The unidentified caller’s bizarre complaint was one of 290 Pokemon-related incidents that police departments in the United Kingdom logged in July, the BBC reported.
Officers in Surrey broke up a mass brawl of 30 people after a Pokemon hunt turned violent, while a man in north Wales allegedly invited children to his home by saying “loads” of Pokemon were there.
In Manchester and London, criminals used the game to lure victims to specific locations and then stole their cell phones. Elsewhere, police caught Pokemon-chasing children trespassing on railway lines and drivers who stopped their vehicles haphazardly in a bid to snare the virtual creatures.
Cheshire Police Sgt. Neil Dewson-Smyth described the number of incidents as “worrying.”
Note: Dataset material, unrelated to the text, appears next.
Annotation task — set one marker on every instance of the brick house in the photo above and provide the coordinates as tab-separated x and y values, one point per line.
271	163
“It was out in America first and there seemed to have been a few problems there,” Dewson-Smyth told the BBC, which obtained the data via a Freedom of Information Act request.
“Nationally and internationally, I’m well aware of quite a few circumstances that have come up,” Dewson-Smyth added. “But for me, the key message is do not play it while driving. It’s a fun game, but play safe and don’t put lives at risk.”
The “Pokemon Go” game has become one of the world’s most popular downloaded apps, but it’s also generated dozens of headlines.
A Florida homeowner opened fire on two teens playing the game after mistaking them for burglars. In Japan, a truck driver playing while driving hit two women, killing one and injuring the other. Players also discovered a naked woman vandalizing a church statue and found a dead body while immersed in the game.